I took the time to watch the beta for more details and here are some
quick notes.
Something goes wrong with realization because:
- XYCtx window spamed with
WM_TIMER
messages all the time
- XYCtx have a memory leak
- XY(Ctx?) shows non relevant menu sometimes on multiselect (this is an old bug)
How to reproduce: Ctrl+A
to select all files (in the folder with mixed content) then right click on image file and we have extra menu items (rotate left\right, set as desktop wallp)
- Very slow menu when selecting a lot of files (before it was veeery slow now faster but still kind of slow)
Details
- In the case of selecting a lot of files
- XY spend a lot of time preparing the message data packet
- XYCtx spend a lot of time to read and parse it and then convert every item to PIDLs
As long as our size limit is MAXDWORD (COPYDATASTRUCT\cbData is type of DWORD) and we can send any type of data you can try one trick
While I was testing the menu interfaces, I noticed that PIDLs on x32 and x64 are formed exactly the same, so you can completely get rid of reading and parsing in XYCtx if you'll send data as your own structure with PIDLs inside instead of text.
PIDLs is very simple
Example of custom structure:
Code: Select all
Structure {
WORD XYArgs
WORD PIDLs_Count
;
WORD ParenDirSZ ;| similar to _SHITEMID\cb (PIDL)

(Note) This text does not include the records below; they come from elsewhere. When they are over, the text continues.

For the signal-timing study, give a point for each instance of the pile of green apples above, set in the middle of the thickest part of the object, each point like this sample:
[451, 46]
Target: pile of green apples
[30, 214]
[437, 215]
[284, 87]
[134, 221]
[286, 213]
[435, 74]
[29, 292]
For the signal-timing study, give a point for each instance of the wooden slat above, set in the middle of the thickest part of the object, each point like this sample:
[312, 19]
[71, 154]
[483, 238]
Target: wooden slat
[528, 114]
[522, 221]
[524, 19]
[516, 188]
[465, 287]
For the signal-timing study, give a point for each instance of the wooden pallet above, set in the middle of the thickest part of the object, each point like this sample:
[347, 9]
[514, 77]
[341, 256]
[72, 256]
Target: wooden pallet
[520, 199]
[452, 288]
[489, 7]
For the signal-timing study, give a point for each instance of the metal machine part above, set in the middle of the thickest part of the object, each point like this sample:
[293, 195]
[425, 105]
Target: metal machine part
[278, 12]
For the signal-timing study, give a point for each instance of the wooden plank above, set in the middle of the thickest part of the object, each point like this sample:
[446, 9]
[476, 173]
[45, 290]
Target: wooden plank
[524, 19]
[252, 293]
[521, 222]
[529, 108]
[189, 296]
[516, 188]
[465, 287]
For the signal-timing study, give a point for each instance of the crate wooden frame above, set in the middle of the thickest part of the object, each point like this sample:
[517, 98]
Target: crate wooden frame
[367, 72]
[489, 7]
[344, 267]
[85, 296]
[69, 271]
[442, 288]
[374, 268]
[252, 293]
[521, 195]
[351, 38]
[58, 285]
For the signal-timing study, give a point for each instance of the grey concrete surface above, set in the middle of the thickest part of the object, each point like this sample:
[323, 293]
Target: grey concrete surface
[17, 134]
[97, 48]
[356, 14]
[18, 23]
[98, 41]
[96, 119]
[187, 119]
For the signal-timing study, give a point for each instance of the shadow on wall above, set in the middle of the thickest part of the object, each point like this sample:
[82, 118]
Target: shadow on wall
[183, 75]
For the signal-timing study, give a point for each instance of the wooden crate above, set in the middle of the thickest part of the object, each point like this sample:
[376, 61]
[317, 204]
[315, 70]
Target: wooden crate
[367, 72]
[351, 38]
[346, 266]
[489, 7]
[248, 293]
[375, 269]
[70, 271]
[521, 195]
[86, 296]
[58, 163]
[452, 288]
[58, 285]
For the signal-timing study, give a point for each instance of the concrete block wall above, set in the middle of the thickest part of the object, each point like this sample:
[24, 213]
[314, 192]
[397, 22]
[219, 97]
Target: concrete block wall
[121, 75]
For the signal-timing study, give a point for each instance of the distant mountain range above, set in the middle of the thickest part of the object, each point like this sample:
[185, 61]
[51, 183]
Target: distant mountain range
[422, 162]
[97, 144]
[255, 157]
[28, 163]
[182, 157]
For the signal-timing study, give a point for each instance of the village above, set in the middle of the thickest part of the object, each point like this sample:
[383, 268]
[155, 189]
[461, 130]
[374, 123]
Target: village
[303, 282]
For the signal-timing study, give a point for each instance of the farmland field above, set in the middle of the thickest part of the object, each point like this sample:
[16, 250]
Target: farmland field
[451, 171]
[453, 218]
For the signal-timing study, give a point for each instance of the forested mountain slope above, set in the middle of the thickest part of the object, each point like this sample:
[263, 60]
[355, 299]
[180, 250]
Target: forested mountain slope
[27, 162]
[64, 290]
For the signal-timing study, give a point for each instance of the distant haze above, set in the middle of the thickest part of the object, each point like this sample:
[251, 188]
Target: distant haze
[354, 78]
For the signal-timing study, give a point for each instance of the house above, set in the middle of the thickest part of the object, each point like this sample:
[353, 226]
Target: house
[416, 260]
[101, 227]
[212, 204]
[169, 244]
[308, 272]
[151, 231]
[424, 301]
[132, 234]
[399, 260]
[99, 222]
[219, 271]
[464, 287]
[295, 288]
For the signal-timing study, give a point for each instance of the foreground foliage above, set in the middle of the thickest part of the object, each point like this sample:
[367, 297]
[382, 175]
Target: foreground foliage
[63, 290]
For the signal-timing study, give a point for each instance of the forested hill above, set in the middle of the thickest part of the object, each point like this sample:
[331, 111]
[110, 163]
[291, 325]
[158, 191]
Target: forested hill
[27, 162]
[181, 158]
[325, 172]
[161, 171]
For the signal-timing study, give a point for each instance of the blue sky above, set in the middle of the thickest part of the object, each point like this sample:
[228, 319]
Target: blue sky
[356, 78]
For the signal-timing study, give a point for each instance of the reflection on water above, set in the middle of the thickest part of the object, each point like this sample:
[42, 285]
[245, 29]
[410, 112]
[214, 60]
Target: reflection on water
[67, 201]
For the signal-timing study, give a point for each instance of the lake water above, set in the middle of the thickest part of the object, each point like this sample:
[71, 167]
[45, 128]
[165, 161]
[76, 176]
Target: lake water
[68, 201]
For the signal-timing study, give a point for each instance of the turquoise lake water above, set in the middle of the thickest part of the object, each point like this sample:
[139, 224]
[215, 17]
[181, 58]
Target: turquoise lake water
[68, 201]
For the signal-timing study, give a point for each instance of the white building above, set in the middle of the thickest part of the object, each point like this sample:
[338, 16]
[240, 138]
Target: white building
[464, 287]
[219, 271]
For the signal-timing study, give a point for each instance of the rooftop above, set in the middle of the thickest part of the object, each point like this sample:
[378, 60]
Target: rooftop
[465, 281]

BYTE ParenDirStr[1] ;| similar to _SHITEMID\abID
;
PIDL ;
PIDL ; collection of PIDLs
PIDL ;
...
PIDL ; Last PIDL (PIDLsCount) with cb=0 is the end of data
}
So in XYCtx just
- pass ParenDirStr to IShellFolder::ParseDisplayName (when getting Parent.IShellFolder)
- pass PIDLs_Count and pointer to first PIDL to GetUIObjectOf (when getting IContextMenu)
- Profit!
(Yes I know that now in XYCtx you use shell32\SHParseDisplayName which uses absolute PIDLs but the method above will be faster and shorter and of course there is no point in enlarging the message with absolute pidls)
The only thing I want to note is that you need to write the code as optimized as possible on the XYPlorer side (this section of code should be profiled and optimized in any case).
Try to use functions based on SSE2 instructions, this can significantly speed up work with strings. They are not inferior (and sometimes even superior) to the AVX variants and are present on almost any processor.
And
another trick you may try - no need to get
IShellFolder
root interface on every message (looks like it's stay the same for one Windows session)
This is all about the current implementation of the algo.
However, there is an option (more difficult to implement) to be able to handle selections from multiple folders and show extended menu not DEFAULTONLY (it's not multiselect in one folder!)
With this you can select random files for example from disk search results and zip them or do something else.
Using a temporary file to pass the window handle... this is of course a crutch, because it is very easy to get this handle directly from the child process, though it's not critical at all.